I.e., convert to the simpler coordinate system and calculate distance
in that. You convert by subtracting half the y coordinate (rounded
down) from the x coordinate.

Torben

[Stefano MAC:GREGOR]

m...@nowhere.edu skribis:

> I've created a hex grid bitmap, and have assigned each hex a
> coordinate exactly as portrayed on this page,
> http://www.gamedev.net/reference/articles/article1800.asp and am now
> trying to nail down the algorithm to determine the distance between
> any two hexes when the coordinates are known.

I worked this out a few decades ago, and I believe my answer was even
published in some gaming magazine - one of SPI's, as I recall.
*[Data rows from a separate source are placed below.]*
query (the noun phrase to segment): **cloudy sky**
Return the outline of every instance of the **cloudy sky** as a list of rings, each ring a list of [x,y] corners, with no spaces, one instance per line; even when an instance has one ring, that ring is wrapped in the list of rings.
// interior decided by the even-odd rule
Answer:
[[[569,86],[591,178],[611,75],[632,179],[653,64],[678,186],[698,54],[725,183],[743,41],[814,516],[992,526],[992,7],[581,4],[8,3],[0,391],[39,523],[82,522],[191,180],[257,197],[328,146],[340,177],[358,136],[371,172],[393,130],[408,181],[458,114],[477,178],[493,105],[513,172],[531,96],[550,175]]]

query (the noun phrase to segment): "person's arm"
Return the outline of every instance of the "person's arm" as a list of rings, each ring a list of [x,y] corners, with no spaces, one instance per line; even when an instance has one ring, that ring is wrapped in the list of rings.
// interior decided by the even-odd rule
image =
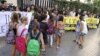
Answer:
[[[27,45],[27,43],[28,43],[28,35],[26,35],[26,37],[25,37],[25,42],[26,42],[26,45]]]

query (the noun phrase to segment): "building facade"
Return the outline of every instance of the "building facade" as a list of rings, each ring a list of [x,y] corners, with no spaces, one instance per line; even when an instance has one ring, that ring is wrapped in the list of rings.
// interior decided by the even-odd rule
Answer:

To make it easier, I had non-staggering coördinates, so that with
coördinates of [x,y], all hexes with the same value of "y" were in the
same horizontal row, and all with the same value of "x" were in the
same diagonal row.

[0,0] [0,1] [0,2] [0,3] [0,4] [0,5]
[1,1] [1,2} [1,3] [1,4] [1,5] [1,6]
[2,1] [2,2] [2,3] [2,4] [2,5] [2,6]
[3,2] [3,3] [3,4] [3,5] [3,6] [3,7]
[4,2] [4,3] [4,4] [4,5] [4,6] [4,7]
[5,3] [5,4] [5,5] [5,6] [5,7] [5,6]

Now to calculate the hex-distance between two hexes, calculate the
difference between their x-coördinates, the difference between their y-
coördinates, and the difference between these two differences; take
the absolute value of each of these three numbers, and the distance is
the largest of these three values.

So -- for the distrance from [5,5] to [3,6], x = -2, y = 1, and the
difference between the two deltas is 3. The greatest of 2, 1, and 3
is three, and Bob's your uncle.

--
Steve
299,792,358 m/s -- it's not just a good idea; it's the LAW!

[m...@nowhere.edu]

Torben, that did the trick! Thank you very much for your assistance!